Researchers at Washington University School of Medicine have found that stimulating a protein in muscle tissue can increase the average lifespan of mice and also foil some age-related diseases.
The researchers believe a similar approach may someday help people avoid age-related problems such as atherosclerosis, diabetes, hypertension and even some cancers.
The study was conducted through a series of experiment where the researchers bred large numbers of mice, fed them a normal chow diet and followed each mouse until its natural death.
Half were genetically engineered to make more of a protein in their muscle tissue called uncoupling protein-1.
The uncoupling protein-1 converts the energy from food into heat and imitates the effects of exercise.
In a past research conducted in the laboratory of Clay F. Semenkovich, the Herbert S. Gasser Professor and chief of the Division of Endocrinology, Metabolism and Lipid Research, it was found that mice with extra uncoupling protein-1 in muscle tissue are protected from diabetes and obesity.
"Uncoupling basically means generating inefficient metabolism," said Semenkovich.
"We knew years ago that when mice manufactured uncoupling protein in muscle, they didn't become obese. The next challenge was to see whether the protein would be relevant to some of the major problems that affect humans, namely aging and age-related disease," he added.

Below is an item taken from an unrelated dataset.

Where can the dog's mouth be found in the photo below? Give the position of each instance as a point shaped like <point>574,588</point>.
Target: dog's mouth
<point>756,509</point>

Semenkovich said that he was disappointed when maximum didn't increase.
"We were a little bit disappointed because we had hoped uncoupling in muscle would slow aging, but maximum lifespan didn't increase. However, the odds of reaching that maximum lifespan did improve in the uncoupled mice," he said.

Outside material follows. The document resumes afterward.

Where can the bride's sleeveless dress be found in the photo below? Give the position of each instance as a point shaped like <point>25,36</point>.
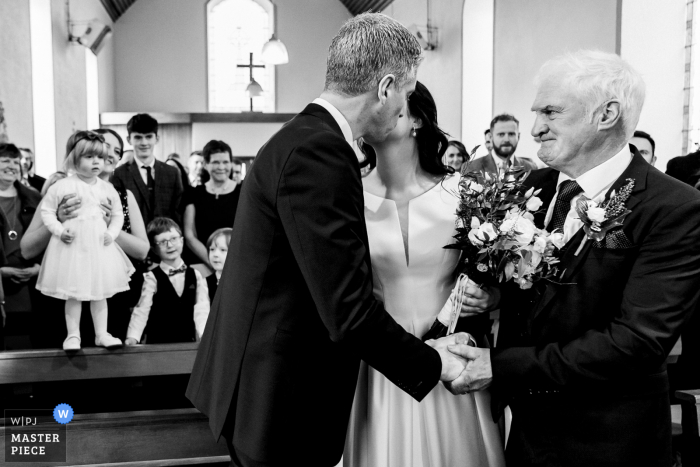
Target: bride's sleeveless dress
<point>388,428</point>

The results revealed that the mice with the genetic modifications were more likely to live longer, presumably because they were able to avoid age-related diseases.
A common feature in all experiments was that the body fat decreased along with inflammation in the animals by accelerating muscle metabolism with uncoupling protein delayed death and diseases, including atherosclerosis, diabetes, hypertension and even cancer.

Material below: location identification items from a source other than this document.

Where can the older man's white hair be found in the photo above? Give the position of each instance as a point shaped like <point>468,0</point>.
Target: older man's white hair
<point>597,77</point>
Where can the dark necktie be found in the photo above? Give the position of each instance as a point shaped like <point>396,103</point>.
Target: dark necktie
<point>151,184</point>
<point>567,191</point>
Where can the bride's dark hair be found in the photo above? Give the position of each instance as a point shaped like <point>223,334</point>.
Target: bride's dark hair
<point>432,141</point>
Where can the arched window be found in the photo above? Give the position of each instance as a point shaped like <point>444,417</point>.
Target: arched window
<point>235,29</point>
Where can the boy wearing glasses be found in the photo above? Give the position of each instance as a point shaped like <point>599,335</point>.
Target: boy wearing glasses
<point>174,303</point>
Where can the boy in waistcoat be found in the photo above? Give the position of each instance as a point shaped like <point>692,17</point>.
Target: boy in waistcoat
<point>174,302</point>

"Where the uncoupling occurs has a big impact," he says. "If this principle someday becomes a therapy, it will be very important to target the proper tissues to produce the desired effects," said Semenkovich.
"Uncoupling in muscle may be a substitute for exercise," he says. "If that's true in humans, and if uncoupling can be done safely, this could be an important therapy because it's sometimes very difficult to get people to exercise," he concluded.